There’s a systemic lacuna, not individual. The industry has done very well by growing at 25 per cent annually for a decade, with the exception of last year. But 24 companies, just on the life insurance side, are too many. These can be segregated into three or four buckets. There is (government-owned) Life Insurance Corporation, bank-led insurance companies, private players like us with their own money and risk-based capital invested in the business, and others who’re there because their capital and returns on capital are protected. Given the different kinds of people, there is a lot of difference in the way people look at the industry.
Second, there was mis-selling in the past three to four years. When such things happened, the regulator, by virtue of a regulator’s character, clamped on it.
Among the 24 players, not all are there for the life insurance business. Many of these have entered with an industrial approach. Their failure makes things look bad. If you take the top eight-nine companies out, I do not think any of the top brass of those (other) companies have ever been to a CII or Ficci meet. I am only saying that because that’s not their core business.
After Irda imposed tough guidelines on Ulips (unit-linked insurance products), the industry has gone into a slowdown. What is the way forward?
Customers were used to buying insurance products that were more participatory in nature. The Indian ethos is, if I put some money in something, I must get something back. One has to look at insurance from the long-term perspective. Life insurance is built over 20 to 30 years, the gestation period of a life insurance business. For healthcare, the gestation period is 10 years. These are very long gestation businesses. They defy the usual yardsticks of people entering and exiting businesses.
IPO (initial public offering) guidelines for insurance companies have been deferred several times. Why?
IPO guidelines can’t come till the foreign direct investment (FDI) limit is increased to 49 per cent. In the current conditions, if they are announced, the foreign party will end up with higher shareholding than the Indian one. If the 49 per cent FDI is announced, then you will see the IPO guidelines coming up. I have heard this will come soon.
General insurers and hospitals have been at loggerheads on charges. You have a hospital chain, as well as a general insurance company. What has gone wrong?
Today, the imbalance is due to low premiums and not high pricing. Max Healthcare, after 10 years, has gone in the black.
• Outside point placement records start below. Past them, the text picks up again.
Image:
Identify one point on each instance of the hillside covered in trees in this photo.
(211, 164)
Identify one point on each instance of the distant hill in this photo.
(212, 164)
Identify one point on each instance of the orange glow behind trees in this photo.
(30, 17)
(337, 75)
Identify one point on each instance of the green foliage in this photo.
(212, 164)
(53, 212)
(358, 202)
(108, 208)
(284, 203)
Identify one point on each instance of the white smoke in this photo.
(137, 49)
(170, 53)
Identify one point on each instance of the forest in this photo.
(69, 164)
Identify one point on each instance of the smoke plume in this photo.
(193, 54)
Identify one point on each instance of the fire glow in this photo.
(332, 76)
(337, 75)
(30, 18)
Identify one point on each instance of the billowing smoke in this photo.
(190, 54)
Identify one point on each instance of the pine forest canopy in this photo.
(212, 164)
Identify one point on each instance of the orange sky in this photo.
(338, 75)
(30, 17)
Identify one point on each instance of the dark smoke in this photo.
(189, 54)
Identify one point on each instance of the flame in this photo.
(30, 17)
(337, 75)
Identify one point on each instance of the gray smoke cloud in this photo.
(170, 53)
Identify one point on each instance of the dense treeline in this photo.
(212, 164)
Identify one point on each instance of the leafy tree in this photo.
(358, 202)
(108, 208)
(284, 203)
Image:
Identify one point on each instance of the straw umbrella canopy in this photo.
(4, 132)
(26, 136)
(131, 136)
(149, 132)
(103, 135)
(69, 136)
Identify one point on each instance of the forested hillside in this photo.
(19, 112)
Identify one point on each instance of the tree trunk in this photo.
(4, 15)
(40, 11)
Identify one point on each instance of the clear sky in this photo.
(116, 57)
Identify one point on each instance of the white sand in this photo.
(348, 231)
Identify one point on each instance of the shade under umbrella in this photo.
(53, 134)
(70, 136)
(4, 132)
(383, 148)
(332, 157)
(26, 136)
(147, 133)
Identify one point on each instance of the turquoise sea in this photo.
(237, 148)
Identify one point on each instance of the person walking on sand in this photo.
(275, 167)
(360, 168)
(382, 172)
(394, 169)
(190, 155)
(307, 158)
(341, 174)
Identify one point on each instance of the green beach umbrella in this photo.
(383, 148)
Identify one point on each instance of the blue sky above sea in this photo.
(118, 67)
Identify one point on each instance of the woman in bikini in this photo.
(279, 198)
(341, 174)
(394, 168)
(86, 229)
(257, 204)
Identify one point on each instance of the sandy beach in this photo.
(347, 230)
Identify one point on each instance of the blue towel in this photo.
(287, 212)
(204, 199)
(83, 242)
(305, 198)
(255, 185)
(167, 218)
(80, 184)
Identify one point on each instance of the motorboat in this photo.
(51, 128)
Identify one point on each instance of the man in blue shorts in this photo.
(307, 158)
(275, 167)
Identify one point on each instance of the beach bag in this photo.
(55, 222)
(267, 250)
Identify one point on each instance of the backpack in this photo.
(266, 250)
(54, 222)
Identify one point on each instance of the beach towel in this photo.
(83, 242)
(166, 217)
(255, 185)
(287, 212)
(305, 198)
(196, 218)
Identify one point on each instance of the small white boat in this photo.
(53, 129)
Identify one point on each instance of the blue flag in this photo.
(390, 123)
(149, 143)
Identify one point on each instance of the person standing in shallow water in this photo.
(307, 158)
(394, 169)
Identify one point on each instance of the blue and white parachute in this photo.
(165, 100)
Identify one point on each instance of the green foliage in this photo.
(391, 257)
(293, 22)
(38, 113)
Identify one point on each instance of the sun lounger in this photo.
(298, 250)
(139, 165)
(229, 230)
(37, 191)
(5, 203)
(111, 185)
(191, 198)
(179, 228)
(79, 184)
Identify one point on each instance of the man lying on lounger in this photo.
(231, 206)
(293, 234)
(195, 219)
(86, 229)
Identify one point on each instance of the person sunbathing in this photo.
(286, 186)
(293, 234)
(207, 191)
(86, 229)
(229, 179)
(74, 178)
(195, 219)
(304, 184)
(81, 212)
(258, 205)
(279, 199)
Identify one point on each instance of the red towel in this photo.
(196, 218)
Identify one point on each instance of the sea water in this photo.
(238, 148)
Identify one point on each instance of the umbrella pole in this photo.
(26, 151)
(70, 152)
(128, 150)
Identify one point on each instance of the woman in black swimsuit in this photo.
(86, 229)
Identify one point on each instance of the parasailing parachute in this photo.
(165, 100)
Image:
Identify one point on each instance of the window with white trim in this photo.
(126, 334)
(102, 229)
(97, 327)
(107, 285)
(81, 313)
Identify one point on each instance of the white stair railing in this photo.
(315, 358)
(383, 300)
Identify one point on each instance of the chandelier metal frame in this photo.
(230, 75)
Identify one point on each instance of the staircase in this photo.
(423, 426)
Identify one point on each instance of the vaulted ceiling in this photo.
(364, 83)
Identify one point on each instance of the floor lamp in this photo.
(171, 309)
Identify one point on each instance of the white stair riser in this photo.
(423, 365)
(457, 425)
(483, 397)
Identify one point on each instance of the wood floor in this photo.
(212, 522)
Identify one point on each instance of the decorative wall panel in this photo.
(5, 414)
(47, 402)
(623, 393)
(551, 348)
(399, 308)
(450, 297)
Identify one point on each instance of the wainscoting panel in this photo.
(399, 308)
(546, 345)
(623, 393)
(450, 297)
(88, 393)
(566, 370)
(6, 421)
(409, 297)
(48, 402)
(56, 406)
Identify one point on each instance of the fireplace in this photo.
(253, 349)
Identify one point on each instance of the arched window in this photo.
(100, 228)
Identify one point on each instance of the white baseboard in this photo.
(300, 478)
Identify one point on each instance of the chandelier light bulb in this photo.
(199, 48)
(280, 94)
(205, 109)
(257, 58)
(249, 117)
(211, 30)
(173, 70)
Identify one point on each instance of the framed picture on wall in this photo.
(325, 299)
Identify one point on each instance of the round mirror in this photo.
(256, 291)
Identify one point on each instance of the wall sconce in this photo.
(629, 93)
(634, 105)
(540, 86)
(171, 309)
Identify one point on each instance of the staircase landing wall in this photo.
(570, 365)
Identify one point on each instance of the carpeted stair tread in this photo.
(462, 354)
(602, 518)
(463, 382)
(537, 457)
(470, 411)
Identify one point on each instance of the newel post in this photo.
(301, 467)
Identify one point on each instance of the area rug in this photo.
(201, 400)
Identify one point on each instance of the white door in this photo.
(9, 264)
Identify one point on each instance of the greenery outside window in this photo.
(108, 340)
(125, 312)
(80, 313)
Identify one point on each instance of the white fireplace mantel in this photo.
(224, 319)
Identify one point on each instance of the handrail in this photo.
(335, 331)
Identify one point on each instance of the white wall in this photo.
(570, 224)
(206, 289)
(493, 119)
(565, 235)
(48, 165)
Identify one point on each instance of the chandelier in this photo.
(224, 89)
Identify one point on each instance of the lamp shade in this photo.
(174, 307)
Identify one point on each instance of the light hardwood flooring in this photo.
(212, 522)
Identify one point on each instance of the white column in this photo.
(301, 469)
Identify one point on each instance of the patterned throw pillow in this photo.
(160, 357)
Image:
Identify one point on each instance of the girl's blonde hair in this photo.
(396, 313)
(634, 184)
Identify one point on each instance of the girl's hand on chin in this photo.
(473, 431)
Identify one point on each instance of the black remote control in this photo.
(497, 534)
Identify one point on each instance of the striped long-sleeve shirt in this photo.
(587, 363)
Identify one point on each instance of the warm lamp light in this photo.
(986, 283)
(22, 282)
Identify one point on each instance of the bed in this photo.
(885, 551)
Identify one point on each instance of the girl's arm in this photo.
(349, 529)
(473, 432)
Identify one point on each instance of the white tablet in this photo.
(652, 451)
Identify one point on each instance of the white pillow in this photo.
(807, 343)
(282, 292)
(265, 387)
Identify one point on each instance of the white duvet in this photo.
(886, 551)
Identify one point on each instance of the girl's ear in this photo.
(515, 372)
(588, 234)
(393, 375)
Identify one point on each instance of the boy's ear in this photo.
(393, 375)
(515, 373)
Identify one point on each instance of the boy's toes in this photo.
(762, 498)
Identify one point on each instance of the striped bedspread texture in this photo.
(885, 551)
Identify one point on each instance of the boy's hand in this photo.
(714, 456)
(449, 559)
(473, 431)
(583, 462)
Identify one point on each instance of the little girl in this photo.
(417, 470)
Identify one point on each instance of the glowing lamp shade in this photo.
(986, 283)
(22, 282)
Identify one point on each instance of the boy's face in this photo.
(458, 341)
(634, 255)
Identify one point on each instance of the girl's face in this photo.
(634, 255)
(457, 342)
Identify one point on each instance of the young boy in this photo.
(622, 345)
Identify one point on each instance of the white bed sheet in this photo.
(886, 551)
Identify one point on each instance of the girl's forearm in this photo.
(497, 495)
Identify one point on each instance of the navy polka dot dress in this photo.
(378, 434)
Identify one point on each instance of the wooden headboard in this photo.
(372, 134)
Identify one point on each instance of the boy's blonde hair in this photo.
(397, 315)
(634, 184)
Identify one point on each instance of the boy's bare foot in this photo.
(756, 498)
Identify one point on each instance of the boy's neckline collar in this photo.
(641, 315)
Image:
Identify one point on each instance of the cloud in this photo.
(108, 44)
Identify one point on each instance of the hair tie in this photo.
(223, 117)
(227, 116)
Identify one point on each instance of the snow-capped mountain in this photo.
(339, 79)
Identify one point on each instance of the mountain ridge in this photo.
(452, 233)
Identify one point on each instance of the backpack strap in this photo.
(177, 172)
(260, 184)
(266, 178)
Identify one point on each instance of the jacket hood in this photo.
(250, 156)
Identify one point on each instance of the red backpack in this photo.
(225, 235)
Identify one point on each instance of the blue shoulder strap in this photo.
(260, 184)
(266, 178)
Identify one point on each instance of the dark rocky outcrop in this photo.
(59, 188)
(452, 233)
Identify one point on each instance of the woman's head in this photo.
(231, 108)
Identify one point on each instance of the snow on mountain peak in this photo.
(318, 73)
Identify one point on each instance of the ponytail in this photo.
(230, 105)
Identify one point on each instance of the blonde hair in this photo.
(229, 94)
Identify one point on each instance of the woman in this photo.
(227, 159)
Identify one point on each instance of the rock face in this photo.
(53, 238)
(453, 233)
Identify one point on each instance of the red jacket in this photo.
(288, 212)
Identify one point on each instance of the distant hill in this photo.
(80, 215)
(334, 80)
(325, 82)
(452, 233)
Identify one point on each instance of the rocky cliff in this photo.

I don’t think we are so inefficient to have got it wrong for over 10 years.
There was no standalone, vertical-based pricing for health insurance. General insurers went to secure fire, marine and theft businesses; health was additionally thrown in. Today, standalone health insurance companies and healthcare companies are talking about true costs. The health insurance premiums and tariffs (rates) in India are the lowest in the world. We have to be careful that healthcare companies don’t start to overcharge. But, today, the balance is tipped against healthcare providers. If you were to buy both hospitalisation and outpatient health insurance, you can’t buy it all at just Rs 2,000. You don’t even get a pair of shoes at this price.